Graphing Parabolas: Finding 3 Good Points

[AC24]

Hey guys what's up? I am new to this forum, so I am sorry if I posted in the wrong area..

Anyways, I have a question on Parabolas. I know how to find the Vertex, Axis of Symmetry, X,Y Int. and so on, but I am having trouble graphing it. My teacher said I need to find three good points to graph it, but I have no idea what she means. I mean I know how to graph it, but the A variable throws me off.. I'll give an example:

y=3(x-1)²-9
Vertex: (1,-9)
Axis of Symmetry: x=1
Width- Narrow
Direction- Up
X Int.= 1 plus/minus square root of 3
Y Int.= -6
Min: y=-9

How would you get three good points from this? Thank you so much to those that take the time to read and help!

 

[uart]

So you're asking how would you get three points from the four that you already have?

In a case like the above I'd normally start with just the vertex and the two x-intercepts to make a rough sketch, you can use the y-intercept also as guide to keep it somewhat accurate.

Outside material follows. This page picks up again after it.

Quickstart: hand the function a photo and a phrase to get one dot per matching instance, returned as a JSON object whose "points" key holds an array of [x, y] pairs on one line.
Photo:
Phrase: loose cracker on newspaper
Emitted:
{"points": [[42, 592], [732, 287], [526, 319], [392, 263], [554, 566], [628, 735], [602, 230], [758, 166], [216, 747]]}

Remember however that you won't always have real x-intercepts, but you can always calculate as many additional points as you wish if you want to make the sketch more accurate.

All your teacher really wants is that you be able to make a quick rough (approximate) sketch of a parabola based on the vertex and few points either side of it.

 

[Diffy]

Uart makes a good point, I hope you do notice that with the information you posted there are indeed 4 points.

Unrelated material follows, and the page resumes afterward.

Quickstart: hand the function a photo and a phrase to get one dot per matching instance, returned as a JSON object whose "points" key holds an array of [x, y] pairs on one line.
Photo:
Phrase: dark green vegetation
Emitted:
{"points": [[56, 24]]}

1) the vertex ----> (1, -9)

2 and 3) the X intercepts -----> (1+sqrt(3), 0) and (1 - sqrt(3), 0)

4) the y intercept (0, -6)

You could certain use these 4.

One thing to add though, is it is possible that your parabola won't have any x-intercepts, and/or your vertex will also be one or both of your intercepts.

So one thing to do is to pick two points to the left and right of your vertex.

For simplification imagine your parabolas equation is y = 4x^2

The Vertex and all the intercepts will be the origin (0, 0). So what you could do is just pick an x value less then 0 and greater then 0 to find two new points. say x = +/-2. Plug these two x values into the original equation and solve for y. In this case you will get the points (2, 16) and (-2, 16).

Good luck with your conic sections.